We further identified 79 differentially expressed lncRNAs in the ceRNA network. By analyzing the association of specific lncRNAs in the ceRNA network with the prognosis of patients with ACC, we identified five lncRNAs that are significantly associated with ACC survival, including three lncRNAs (LINC00887, MEIS1-AS2, MIR29B2CHG) positively correlated with OS and two lncRNAs (MIR503HG, SREBF2-AS1) negatively correlated with OS. Searching for relevant literature found that LINC00887 can reduce the invasiveness and metastasis of non-small cell lung cancer (32). MIR503HG is highly expressed in anaplastic lymphoma kinase (ALK)-negative cell lines, and overexpression of MIR503HG enhances tumor cell growth (33). Our study also suggests that high expression of MIR503HG and low expression of LINC00887 is associated with poor overall survival.
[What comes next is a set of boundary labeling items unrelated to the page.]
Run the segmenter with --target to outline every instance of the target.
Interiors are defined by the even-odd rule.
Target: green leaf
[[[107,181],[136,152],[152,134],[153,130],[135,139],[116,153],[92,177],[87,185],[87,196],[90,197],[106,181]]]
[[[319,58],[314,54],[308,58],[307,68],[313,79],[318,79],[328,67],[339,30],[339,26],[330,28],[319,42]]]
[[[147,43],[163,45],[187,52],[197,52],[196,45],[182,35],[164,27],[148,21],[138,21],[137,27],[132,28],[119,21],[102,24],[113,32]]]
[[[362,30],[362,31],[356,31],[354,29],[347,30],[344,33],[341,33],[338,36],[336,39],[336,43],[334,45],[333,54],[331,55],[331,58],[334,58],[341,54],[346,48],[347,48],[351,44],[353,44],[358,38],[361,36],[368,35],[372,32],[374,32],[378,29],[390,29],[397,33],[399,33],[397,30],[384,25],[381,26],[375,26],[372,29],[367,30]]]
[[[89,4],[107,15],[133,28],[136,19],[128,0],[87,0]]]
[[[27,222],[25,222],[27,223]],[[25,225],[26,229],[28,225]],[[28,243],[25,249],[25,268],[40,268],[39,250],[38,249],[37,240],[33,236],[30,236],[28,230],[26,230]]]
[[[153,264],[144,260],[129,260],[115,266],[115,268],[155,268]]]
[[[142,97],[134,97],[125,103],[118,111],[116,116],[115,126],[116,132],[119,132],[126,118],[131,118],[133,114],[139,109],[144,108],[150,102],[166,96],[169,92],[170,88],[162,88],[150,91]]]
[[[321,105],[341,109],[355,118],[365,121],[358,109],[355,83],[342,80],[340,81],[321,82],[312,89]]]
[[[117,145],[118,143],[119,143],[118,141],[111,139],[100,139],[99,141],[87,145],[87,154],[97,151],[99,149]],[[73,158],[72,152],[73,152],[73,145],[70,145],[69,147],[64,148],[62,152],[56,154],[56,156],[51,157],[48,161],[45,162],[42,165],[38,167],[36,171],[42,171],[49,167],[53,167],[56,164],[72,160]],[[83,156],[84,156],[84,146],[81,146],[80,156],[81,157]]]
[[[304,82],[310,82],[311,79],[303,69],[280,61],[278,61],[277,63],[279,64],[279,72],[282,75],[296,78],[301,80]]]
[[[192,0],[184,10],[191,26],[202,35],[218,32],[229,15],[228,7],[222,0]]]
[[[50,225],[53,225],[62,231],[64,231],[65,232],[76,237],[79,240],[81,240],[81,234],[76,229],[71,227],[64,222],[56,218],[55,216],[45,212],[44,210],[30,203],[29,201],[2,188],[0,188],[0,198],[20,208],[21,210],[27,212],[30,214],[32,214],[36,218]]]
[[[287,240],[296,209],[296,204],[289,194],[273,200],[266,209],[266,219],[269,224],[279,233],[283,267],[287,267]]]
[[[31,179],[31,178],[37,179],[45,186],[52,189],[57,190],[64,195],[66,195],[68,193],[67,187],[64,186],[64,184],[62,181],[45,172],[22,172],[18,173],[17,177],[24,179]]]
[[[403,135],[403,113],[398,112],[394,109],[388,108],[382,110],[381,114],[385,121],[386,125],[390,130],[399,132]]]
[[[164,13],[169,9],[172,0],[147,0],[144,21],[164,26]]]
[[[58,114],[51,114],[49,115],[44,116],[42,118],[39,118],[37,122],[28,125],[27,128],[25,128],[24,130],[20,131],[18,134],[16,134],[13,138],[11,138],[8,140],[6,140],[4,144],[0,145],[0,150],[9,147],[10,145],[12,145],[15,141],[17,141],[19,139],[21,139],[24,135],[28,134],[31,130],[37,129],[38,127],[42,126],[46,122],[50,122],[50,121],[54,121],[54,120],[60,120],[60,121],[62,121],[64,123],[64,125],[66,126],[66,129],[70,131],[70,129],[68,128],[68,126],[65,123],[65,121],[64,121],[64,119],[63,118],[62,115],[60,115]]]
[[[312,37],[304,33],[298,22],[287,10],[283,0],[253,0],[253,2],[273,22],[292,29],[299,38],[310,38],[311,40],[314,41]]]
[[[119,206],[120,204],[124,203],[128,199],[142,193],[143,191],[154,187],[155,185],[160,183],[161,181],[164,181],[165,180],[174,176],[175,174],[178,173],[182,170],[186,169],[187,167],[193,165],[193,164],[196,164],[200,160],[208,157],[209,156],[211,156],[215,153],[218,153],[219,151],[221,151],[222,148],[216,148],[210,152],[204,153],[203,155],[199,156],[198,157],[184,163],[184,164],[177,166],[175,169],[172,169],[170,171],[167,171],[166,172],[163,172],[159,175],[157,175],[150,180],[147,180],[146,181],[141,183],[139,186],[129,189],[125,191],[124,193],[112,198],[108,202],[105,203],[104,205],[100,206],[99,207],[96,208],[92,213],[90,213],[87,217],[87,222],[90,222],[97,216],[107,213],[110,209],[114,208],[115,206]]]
There are no related literatures to study the remaining three lncRNAs. Therefore, further research is needed to verify the function of these lncRNAs in ACC and other cancers.

Similar to our investigation, Glover et al. presented a group of differentially expressed lncRNAs (such as H19, GAS5, MALAT1, and PRINS) in ACC and verified some lncRNAs through external validation; and confirmed that the lncRNA PRINS is a possible tumour suppressor in ACC (24). Hassan et al. revealed that down-regulation of MALAT1 inhibits tumor cell proliferation and tumorigenesis (34). Guo et al. found that UCA1 was highly expressed in ACC and closely associated with the TNM stage and metastasis of ACC patients. Overexpression of UCA1 significantly promoted the proliferation and suppressed the apoptosis of ACC cells (35). Our study also found differential expression of H19 between ACC and normal adrenal glands. Better than previous studies, our study established a lncRNA-miRNA-mRNA ceRNA network among the DEGs in ACC and normal adrenal glands.
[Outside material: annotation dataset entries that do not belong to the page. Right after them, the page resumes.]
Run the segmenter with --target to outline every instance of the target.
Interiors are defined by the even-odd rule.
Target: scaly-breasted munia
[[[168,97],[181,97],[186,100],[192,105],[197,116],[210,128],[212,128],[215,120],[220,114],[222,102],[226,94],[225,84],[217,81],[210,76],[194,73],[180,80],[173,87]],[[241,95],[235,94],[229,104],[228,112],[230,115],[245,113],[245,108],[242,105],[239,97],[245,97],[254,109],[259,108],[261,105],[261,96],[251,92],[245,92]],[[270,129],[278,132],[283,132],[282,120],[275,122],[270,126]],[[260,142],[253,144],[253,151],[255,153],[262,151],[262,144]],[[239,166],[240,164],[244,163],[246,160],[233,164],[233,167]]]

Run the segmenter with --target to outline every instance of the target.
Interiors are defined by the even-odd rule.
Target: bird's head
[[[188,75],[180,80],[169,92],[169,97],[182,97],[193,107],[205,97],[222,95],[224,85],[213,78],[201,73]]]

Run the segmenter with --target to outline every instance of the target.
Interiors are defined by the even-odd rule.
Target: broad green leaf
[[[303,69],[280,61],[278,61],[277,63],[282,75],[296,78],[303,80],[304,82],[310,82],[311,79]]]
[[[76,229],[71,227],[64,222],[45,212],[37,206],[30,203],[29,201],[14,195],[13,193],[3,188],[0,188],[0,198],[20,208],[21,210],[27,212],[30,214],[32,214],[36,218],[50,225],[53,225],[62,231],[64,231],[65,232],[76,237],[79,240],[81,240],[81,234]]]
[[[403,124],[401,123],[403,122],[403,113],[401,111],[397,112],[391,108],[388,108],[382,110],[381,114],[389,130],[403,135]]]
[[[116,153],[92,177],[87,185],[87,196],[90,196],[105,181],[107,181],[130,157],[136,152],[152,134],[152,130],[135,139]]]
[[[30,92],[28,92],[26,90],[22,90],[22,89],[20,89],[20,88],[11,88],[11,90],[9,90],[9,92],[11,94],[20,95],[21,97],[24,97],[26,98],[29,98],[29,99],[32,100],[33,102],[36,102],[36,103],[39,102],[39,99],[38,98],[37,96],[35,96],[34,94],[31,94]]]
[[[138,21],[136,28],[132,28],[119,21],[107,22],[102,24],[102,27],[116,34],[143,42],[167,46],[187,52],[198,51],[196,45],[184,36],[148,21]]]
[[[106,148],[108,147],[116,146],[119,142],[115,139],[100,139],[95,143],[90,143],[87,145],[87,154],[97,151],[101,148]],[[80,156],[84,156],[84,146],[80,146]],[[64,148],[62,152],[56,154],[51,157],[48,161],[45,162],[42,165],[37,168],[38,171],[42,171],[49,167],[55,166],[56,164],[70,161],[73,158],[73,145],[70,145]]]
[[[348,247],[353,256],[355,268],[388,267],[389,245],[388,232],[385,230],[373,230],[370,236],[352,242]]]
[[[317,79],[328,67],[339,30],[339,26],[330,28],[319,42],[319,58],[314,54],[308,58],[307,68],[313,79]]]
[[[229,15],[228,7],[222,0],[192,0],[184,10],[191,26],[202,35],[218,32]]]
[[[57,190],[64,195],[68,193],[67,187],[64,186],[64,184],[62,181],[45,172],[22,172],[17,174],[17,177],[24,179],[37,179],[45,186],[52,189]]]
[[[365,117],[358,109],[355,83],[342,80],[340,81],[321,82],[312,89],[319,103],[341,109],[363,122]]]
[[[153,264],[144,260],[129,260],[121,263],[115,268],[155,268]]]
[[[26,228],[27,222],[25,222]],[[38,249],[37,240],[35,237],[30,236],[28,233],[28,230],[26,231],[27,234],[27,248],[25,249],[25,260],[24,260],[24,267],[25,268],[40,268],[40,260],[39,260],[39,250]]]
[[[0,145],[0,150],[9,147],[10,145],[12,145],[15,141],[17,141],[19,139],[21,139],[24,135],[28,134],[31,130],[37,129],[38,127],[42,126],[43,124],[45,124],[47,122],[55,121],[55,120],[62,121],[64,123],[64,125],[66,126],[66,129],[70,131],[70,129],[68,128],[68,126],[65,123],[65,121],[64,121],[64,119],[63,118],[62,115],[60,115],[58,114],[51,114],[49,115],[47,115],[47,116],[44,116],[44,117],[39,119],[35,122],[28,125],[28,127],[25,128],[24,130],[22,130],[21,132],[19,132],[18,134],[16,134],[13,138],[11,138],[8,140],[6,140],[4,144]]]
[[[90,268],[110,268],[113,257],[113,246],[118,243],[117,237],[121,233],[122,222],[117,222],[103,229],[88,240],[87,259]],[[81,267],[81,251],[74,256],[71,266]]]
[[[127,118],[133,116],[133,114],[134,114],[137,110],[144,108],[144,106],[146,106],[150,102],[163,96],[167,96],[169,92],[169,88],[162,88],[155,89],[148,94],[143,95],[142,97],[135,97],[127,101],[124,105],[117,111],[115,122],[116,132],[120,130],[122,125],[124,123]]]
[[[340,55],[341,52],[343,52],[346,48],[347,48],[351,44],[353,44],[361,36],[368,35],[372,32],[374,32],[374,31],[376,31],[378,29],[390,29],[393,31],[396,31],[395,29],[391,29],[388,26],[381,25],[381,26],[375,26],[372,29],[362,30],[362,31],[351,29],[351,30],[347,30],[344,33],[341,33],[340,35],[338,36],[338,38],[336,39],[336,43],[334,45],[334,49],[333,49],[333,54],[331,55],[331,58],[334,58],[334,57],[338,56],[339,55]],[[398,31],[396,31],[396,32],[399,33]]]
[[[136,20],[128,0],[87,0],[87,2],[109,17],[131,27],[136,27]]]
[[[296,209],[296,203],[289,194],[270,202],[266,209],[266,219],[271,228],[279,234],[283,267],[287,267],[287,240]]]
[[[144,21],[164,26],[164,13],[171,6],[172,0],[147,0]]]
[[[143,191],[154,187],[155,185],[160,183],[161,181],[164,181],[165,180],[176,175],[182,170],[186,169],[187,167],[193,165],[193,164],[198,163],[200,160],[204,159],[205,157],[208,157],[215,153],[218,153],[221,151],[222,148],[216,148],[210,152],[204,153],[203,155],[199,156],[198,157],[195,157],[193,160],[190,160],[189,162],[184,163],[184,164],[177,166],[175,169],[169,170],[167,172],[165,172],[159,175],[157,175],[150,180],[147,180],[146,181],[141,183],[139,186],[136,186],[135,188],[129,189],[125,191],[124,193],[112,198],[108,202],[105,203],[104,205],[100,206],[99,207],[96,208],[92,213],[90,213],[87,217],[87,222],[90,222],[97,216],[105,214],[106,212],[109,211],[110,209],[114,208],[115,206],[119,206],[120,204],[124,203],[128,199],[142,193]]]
However, some limitations of this study should be noted. First, although the dataset used in this study has been reported and validated, further experiments are needed to verify the difference in specific lncRNA expression in ACC. Second, the public dataset for analyzing ACC-related lncRNAs is limited, and further expansion of ACC-related lncRNA datasets is required through high-throughput sequencing technology.

Conclusions

In conclusion, we constructed a ceRNA network and proposed a new method for lncRNA research in ACC. Our findings provide important new clues for further exploration of lncRNAs in the pathogenesis of ACC.